Unfortunately, technology trends—such as the rapid adoption of mobility, big data, social media, cloud services, and the Internet of Things (IoT)—means VPNs are themselves becoming too complicated to secure and increasingly vulnerable to cyberattacks. In contrast to data center security, which has improved to protect sensitive assets by embracing multi-layered solutions, many remote sites are left without the same levels of security.
As a result, these sites have typically become the “weakest links in the chain” and the favorite targets for cybercriminals. The uncomfortable reality is store owners who are under pressure to extend data center-grade security to remote sites often must do so with only limited onsite IT staff and extremely tight budgets. Yet they somehow still need to embrace the ambitious digital transformation strategies that their customers now expect.
Security Shouldn’t Force a Compromise
This is the central dilemma at play: how can store operators increase security without neglecting their fiscal responsibilities or limiting the customer experience? In short, they need the “win-win” of a simpler, more effective way to securely connect their stores—but with minimal expense and resources.
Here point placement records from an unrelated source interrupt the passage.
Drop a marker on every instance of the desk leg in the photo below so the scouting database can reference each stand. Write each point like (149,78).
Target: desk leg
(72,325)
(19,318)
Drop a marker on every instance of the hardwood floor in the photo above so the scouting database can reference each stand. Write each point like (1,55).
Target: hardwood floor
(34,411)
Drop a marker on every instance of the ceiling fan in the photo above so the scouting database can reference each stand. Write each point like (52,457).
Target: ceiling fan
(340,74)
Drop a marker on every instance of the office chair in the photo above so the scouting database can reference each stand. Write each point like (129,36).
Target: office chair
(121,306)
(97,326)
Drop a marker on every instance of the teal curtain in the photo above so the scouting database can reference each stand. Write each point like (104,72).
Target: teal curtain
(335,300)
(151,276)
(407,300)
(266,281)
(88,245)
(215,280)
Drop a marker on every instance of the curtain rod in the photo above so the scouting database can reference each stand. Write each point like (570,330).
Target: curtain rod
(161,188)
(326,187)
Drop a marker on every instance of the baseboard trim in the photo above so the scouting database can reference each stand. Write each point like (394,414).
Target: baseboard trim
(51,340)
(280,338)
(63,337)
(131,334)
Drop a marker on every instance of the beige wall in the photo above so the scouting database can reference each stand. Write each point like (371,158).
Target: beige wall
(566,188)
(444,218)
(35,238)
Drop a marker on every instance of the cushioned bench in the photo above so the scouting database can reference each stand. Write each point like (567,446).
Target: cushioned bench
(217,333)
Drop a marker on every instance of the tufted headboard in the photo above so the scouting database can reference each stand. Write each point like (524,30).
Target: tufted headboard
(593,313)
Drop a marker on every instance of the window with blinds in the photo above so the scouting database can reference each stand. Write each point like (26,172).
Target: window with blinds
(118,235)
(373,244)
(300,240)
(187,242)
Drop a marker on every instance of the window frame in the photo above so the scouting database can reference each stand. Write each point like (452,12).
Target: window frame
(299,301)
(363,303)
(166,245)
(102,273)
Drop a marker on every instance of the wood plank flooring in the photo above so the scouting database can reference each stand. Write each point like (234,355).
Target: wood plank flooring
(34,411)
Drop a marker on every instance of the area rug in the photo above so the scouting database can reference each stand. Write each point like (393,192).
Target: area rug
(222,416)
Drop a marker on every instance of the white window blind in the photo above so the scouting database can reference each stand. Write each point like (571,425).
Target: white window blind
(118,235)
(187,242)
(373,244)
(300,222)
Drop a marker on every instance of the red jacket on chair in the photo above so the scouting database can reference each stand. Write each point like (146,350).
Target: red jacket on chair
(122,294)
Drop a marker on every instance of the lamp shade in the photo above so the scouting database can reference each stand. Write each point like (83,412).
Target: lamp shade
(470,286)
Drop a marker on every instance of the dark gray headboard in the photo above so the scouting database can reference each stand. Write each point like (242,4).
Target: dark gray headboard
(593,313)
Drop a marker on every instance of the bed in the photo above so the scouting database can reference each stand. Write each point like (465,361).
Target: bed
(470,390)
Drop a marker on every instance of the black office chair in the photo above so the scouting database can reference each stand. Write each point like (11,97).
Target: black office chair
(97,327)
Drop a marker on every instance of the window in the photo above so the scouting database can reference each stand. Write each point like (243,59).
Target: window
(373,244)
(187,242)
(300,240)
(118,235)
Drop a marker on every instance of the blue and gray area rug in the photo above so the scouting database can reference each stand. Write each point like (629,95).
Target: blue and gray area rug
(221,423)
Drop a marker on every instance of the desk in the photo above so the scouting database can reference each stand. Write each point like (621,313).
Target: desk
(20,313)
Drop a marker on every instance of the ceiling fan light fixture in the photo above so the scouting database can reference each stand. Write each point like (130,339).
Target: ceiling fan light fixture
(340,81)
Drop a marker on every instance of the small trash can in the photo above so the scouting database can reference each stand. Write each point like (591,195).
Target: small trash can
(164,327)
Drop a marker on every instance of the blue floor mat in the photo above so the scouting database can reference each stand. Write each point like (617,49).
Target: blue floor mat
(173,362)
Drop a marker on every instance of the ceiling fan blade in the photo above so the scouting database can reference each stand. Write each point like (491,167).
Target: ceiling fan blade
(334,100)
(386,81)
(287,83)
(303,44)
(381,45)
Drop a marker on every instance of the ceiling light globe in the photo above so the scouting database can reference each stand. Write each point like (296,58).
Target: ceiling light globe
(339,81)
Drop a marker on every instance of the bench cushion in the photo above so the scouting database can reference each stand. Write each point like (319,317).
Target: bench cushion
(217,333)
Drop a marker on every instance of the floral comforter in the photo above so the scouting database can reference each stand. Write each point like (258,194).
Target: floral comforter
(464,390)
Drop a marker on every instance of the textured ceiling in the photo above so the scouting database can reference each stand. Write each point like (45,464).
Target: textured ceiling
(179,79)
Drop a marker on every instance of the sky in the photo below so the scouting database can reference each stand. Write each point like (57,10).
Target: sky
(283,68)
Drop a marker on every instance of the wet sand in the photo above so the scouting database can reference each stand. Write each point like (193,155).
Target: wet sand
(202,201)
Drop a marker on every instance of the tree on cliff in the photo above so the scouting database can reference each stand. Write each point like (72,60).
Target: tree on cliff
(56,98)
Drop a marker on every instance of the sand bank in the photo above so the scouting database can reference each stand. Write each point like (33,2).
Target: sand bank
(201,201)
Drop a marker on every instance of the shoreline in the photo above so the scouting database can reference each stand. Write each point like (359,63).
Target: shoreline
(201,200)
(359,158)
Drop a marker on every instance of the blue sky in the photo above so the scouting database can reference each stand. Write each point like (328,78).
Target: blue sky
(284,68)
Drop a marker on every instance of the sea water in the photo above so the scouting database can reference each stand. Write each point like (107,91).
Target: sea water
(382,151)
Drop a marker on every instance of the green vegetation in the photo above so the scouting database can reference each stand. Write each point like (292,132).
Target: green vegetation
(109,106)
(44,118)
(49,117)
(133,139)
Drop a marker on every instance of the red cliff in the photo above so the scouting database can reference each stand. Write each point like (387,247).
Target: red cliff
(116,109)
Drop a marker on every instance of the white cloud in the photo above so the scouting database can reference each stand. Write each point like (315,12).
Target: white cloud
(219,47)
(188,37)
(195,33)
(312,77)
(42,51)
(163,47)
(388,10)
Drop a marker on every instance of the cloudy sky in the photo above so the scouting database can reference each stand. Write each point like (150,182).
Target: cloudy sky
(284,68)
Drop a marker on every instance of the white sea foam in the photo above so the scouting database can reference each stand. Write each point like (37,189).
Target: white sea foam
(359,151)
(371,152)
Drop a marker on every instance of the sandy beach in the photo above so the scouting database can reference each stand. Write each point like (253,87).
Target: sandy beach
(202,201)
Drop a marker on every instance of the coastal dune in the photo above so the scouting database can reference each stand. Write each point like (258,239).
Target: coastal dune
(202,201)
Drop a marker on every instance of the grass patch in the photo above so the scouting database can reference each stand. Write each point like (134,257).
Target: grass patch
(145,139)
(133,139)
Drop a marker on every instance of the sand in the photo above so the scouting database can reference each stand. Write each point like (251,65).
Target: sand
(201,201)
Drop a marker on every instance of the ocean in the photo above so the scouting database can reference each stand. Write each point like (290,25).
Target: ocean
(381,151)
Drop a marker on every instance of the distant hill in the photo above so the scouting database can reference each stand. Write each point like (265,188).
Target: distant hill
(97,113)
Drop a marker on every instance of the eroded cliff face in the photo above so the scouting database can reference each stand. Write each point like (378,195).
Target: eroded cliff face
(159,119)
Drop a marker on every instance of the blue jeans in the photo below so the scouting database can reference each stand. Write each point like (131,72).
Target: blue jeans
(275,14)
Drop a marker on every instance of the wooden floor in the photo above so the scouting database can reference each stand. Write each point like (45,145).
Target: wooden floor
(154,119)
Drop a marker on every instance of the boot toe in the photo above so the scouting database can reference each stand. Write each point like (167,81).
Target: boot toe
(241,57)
To achieve this, many chains are deploying secure Software-Defined WAN (SD-WAN) solutions, which are extremely effective at the network edge because they virtualize traditional WAN functions. With the SD-WAN approach, all network intelligence is handled via software, allowing centralized IT staff to define multiple remote locations simultaneously and then synchronize them using cloud-based administration.
This approach not only improves network flexibility but also reduces cost and complexity. It also empowers IT to automatically roll out software updates and stricter security policies across highly distributed enterprises. By extending the multi-layer security protocols from the data center all the way to remote locations, secure SD-WANs allow mission-critical applications such as credit card payment and customer loyalty programs to coexist with public applications like Wi-Fi on a single network.
SD-WANs Are a Smart Investment
So what should convenience store operators, and retailers in general do? On a practical level, they should view a consistent data connectivity and security strategy for their remote locations as an urgent priority. Being proactive about protecting customer data holistically across the entire retail environment is key to avoiding the all-too-familiar headlines seen in recent months.
By starting small with a secure SD-WAN pilot project, chains can explore the benefits of modern technology without disrupting their existing infrastructure. And after an SD-WAN environment is in place, they should continually test it to guard against new and emerging security risks. This type of approach is particularly important to thwart increasingly sophisticated cyberattacks. Otherwise, retailers that continue to rely on VPN solutions could find themselves particularly vulnerable to cyberthreats and all the accompanying business risks.